MOUNT MERAPI, INDONESIA // Soldiers joined rescue operations yesterday following an explosion by Mount Merapi, pulling at least 78 bodies from homes and streets blanketed by ash up to 30cm deep.
Merapi was active throughout the day yesterday. Searing gas avalanched down the volcano just before midnight on Thursday, torching houses and trees and incinerating villagers as they fled the volcano’s worst eruption in a century.
By late yesterday afternoon, the death toll over the past two weeks from the volcanic activity had risen to more than 120.
The injured, some with clothes, blankets and even mattresses fused to their skin by the 750°C heat, were carried away on stretchers.
In Bronggang village, the hardest hit area five kilometres from the crater, crumpled roofs, charred carcasses of cattle, and broken chairs, all layered in white soot, dotted the smouldering landscape.
The volcano, in the heart of densely populated Java island, has erupted scores of times, killing more than 1,500 people in the last century alone. But tens of thousands of people live on its rolling slopes, drawn to soil made fertile by molten lava and volcanic debris.
Its latest activity started on October 26. After Friday’s explosion – said by volcanologists to be the biggest since the 1870s – officials announced by loudspeaker that the mountain’s danger zone had been expanded to 20km from the crater.
Previously, villages such as Bronggang were considered to be in the “safe zone”.
"The heat surrounded us and there was white smoke everywhere," said Niti Raharjo, 47, who was thrown from his motorbike along with his 19-year-old son while trying to flee.
"I saw people running, screaming in the dark, women so scared they fell unconscious," he said from a hospital, where they were both being treated for burns.
“There was an explosion that sounded like it was from a war… and it got worse, the ash and debris raining down.”
The greatest danger posed by Merapi has always been pyroclastic flows – like those that roared down the southern slopes at speeds of up to 100kph.
With bodies found in front of houses and in streets, it appeared that many of the villagers died from the searing gas while trying to escape, said Col Tjiptono, a deputy police chief.
More than 150 injured people, most with burns and some with respiratory problems, broken bones and cuts, waited to be treated at the tiny Sardjito hospital, where the bodies piled up in the morgue, and two other hospitals. “We’re totally overwhelmed here,” said Heru Nogroho, a spokesman at Sardjito.
Despite earlier predictions that dozens of big explosions that followed the initial blast last week would ease pressure building up behind a magma dome, eruptions have been intensifying, baffling experts who have long monitored Merapi.
In terms of the amount of volcanic material released, “it was the biggest in at least a century,” said Gede Swantika, a state volcanologist, as plumes of smoke continued to shoot up more than 10,000 metres.
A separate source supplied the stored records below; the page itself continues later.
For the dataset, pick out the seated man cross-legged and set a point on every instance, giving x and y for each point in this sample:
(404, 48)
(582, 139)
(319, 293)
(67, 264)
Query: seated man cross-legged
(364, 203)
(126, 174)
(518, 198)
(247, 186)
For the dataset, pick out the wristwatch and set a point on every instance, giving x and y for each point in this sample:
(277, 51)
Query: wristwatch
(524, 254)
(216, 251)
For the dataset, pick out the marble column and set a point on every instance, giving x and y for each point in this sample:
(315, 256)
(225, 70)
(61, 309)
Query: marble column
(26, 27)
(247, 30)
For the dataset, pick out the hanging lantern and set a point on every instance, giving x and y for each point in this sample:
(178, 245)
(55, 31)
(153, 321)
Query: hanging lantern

More than 100,000 people who live along Merapi’s slopes have been evacuated to crowded emergency shelters during the last week. Some return to their villages during lulls in activity to tend livestock. They were told to stay away yesterday.
Even scientists from Merapi’s monitoring station were told to move down the mountain. They were scrambling to repair four of their five seismographs destroyed by the heavy soot showers.
Before yesterday, the death toll from Merapi stood at 44, with most dying in the October 26 blast. With the new deaths around the village of Bronggang it climbed to 122, the National Disaster Management Agency said on its website.
In 1994, 60 people were killed by Merapi, while in 1930, more than a dozen villages were torched, leaving up to 1,300 dead.
Indonesia is prone to earthquakes and volcanoes because it sits along the Pacific “Ring of Fire,” a horseshoe-shaped string of faults that lines the Pacific Ocean.
The volcano’s initial blast occurred less than 24 hours after a tsunami slammed into the remote Mentawai islands on the western end of the country, killing at least 428 people.